Schwäbische Zeitung (Bad Saulgau)
Wirtschaft fürchtet Hängepartie
Verbandsvertreter und Firmenchefs mahnen rasche Regierungsbildung an – Vorschusslorbeeren für Koalition aus Union, FDP und Grünen
RAVENSBURG - Nach der Bundestagswahl dringen Vertreter von Wirtschaft und Banken auf eine rasche Regierungsbildung und einen Investitionspakt. Mit Blick auf mögliche Gespräche über ein Jamaika-Bündnis von Union, FDP und Grünen mahnten Verbände am Montag in Berlin ein stabiles Regierungsbündnis an – und sahen in Schwarz-GelbGrün auch Chancen. „Der Wahlausgang macht die Regierungsbildung nicht leicht. Wir brauchen in diesen schwierigen Zeiten eine stabile Regierung“, sagte DIHK-Präsident Eric Schweitzer am Montag. Er forderte einen „Koalitionsvertrag für mehr Investitionen“. Die wirtschaftliche Lage in Deutschland sei gut. Aber die Betriebe machten sich Sorgen, ob dies so bleibe: „Auf vielen wichtigen Zukunftsfeldern registrieren die Unternehmen mehr Stillstand als Aufbruch.“
Jamaika-Koalition als Chance
Ähnlich äußerte sich auch Rainer Dulger, Präsident der Arbeitgeber Baden-Württembergs. „Die neue Bundesregierung muss wieder mehr Wirtschaft wagen.

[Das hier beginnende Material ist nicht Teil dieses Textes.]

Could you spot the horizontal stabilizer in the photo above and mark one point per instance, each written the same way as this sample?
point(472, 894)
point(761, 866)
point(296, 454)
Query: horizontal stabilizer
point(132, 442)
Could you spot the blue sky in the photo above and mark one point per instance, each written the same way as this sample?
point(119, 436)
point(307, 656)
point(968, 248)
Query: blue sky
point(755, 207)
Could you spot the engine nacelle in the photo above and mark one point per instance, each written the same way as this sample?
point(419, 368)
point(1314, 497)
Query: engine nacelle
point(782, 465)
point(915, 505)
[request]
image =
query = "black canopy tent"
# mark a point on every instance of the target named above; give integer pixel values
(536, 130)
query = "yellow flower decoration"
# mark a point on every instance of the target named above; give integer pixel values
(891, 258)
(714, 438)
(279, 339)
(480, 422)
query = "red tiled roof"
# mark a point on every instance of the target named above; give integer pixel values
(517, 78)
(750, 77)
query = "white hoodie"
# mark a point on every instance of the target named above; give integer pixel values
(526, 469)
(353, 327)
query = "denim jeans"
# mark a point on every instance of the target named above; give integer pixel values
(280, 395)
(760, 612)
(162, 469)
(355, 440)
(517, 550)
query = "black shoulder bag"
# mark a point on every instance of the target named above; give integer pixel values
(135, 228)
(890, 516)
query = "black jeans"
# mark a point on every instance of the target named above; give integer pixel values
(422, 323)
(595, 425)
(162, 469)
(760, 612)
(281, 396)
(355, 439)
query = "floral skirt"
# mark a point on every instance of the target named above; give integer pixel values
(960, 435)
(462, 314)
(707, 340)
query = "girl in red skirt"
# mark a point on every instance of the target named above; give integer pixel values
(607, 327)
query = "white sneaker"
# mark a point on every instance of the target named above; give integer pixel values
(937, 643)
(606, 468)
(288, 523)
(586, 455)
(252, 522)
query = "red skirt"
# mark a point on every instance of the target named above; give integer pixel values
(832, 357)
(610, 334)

Insbesondere erwarte ich, Transformationsprozesse wie Digitalisierung oder Dekarbonisierung als Chancen zu begreifen, mit einer mutigen Rahmensetzung diese Chancen auch zu ermöglichen, anstatt sie mit Verboten einzuengen“, sagte Dulger in einer ersten Reaktion auf den Wahlausgang. Er appellierte an die demokratischen Parteien, nun ihre Verantwortung wahrzunehmen und an einem verlässlichen Regierungsbündnis mitzuwirken.
Landeshandwerkspräsident Rainer Reichhold sprach ebenfalls von einer schwierigen Regierungsbildung und Herausforderungen durch ein Sieben-Parteien-Parlament, sah jedoch auch Chancen bei Kernthemen. Die zur Diskussion stehende Jamaika-Koalition sei zwar wenig berechenbar weise aber inhaltlich gute Ansatzpunkte für die Anliegen des Handwerks auf – namentlich bei Klimaschutz, Bildung, Digitalisierung und Migration. „Nun gilt es, diese Schnittmengen in den Fokus zu stellen“, so Reichhold. Für die privaten Banken ist eine Koalition aus Union, FDP und Grünen „keine Notlösung“. Sie sollte vielmehr als Chance begriffen werden, meinte der Hauptgeschäftsführer des Bankenverbandes, Michael Kemmer: „Ein solches Projekt kann den Standort Deutschland stärken, denn zentrale Zukunftsthemen wie Digitalisierung, Bildung und Integration würden sicherlich in den Mittelpunkt der Regierungsarbeit rücken.“Gerade hier scheine die Übereinstimmung bei SchwarzGelb-Grün größer zu sein als der Gegensatz.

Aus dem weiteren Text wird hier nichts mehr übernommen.